Прибавление. КТО ЕСТЬ КТО? ИОГАНН ЭЙХЛЕР

Двадцать первого мая, во вторник, «объявлено в Тайной Канцелярии, что ея величество, выслушав доклад о розысках Хрущова и Гладкова, изволила рассуждать, что Волынской в злодейственных своих сочинениях, рассуждениях и злоумышленных делах явно виновен явился, ... то розыскивать его; допросить и (секретаря. — А. Т.) Смирнова против показаний Гладкова и взять Эйхлера в крепость».

Кто был таков тайный секретарь кабинета министров Иоганн Эйхлер?
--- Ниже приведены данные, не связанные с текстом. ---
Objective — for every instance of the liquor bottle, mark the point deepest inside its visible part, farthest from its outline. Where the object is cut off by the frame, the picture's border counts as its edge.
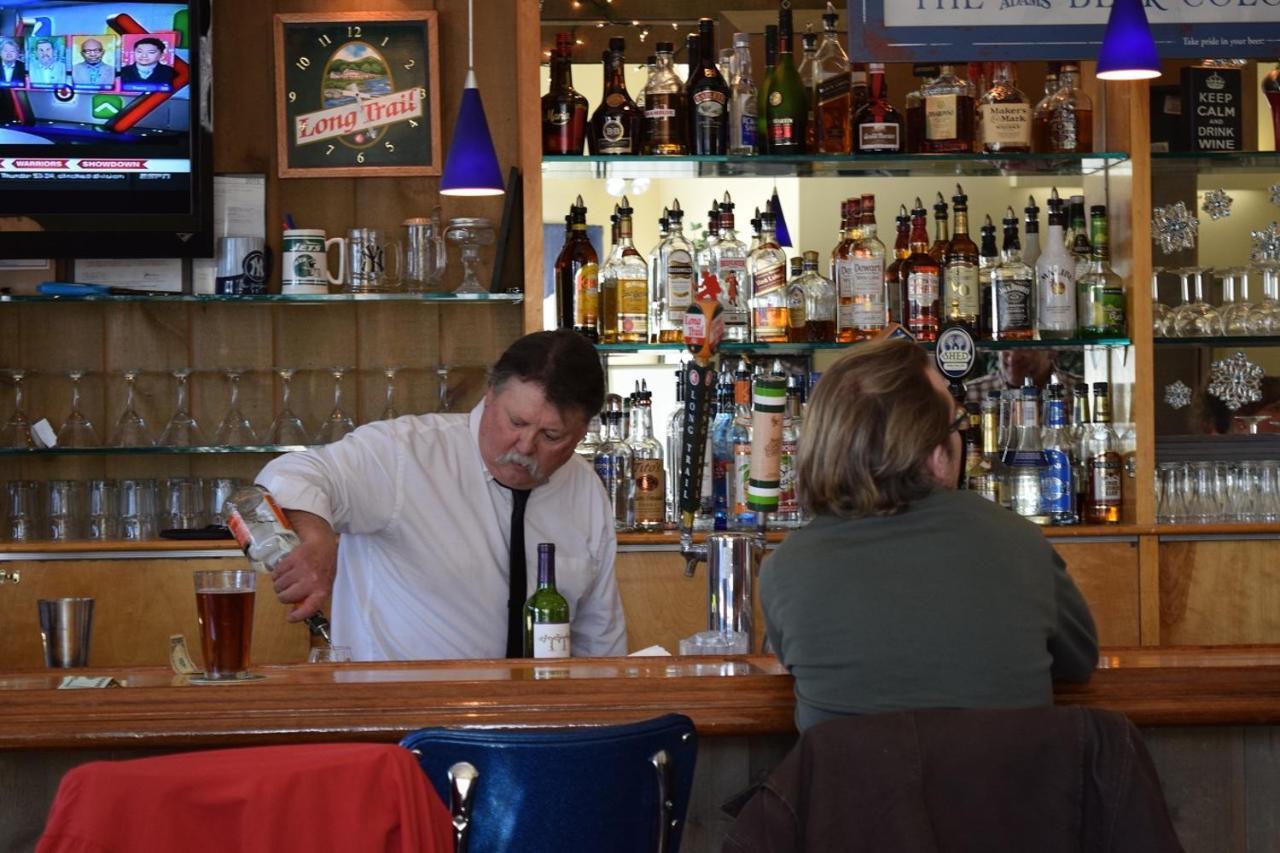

Пожалуй, надо бы и его биографию-характеристику вынести в отдельное «Прибавление», чтобы иметь возможность полнее оценить «дружину» Волынского, к которой пристал наш герой. Итак...

Уроженец Прибалтики, а скорее всего, выходец из курляндских немцев, Иоганн Эйхлер начал свою карьеру в качестве лакея и музыканта-флейтиста у фаворита Петра Второго — молодого князя Ивана Алексеевича Долгорукого, беспутного обер-камергера и майора Преображенского полка. Он сумел приобрести большое влияние на своего безнравственного хозяина. С помощью князя Эйхлер получил служебный чин и дворянство. При падении же Долгоруких он тут же от них отрекся. Однако это все же послужило некоторой помехой в его карьере. Эйхлера затерли. И тогда он переходит к Ягужинскому.

Генерал-прокурор, возвращенный к власти Анной Иоанновной, скоро оценил изворотливость бывшего флейтиста, его аккуратность и ловкость в ведении дел. Счастье вроде бы снова улыбнулось Иоганну, но Ягужинский умирает. И Эйхлер, чтобы не погибнуть с голоду, устремляется в прихожие Левенвольде и Бирона. С помощью протекции фаворита он скоро становится секретарем императрицы и в этой роли попадает в поле зрения Волынского. Последний начинает ему оказывать знаки внимания.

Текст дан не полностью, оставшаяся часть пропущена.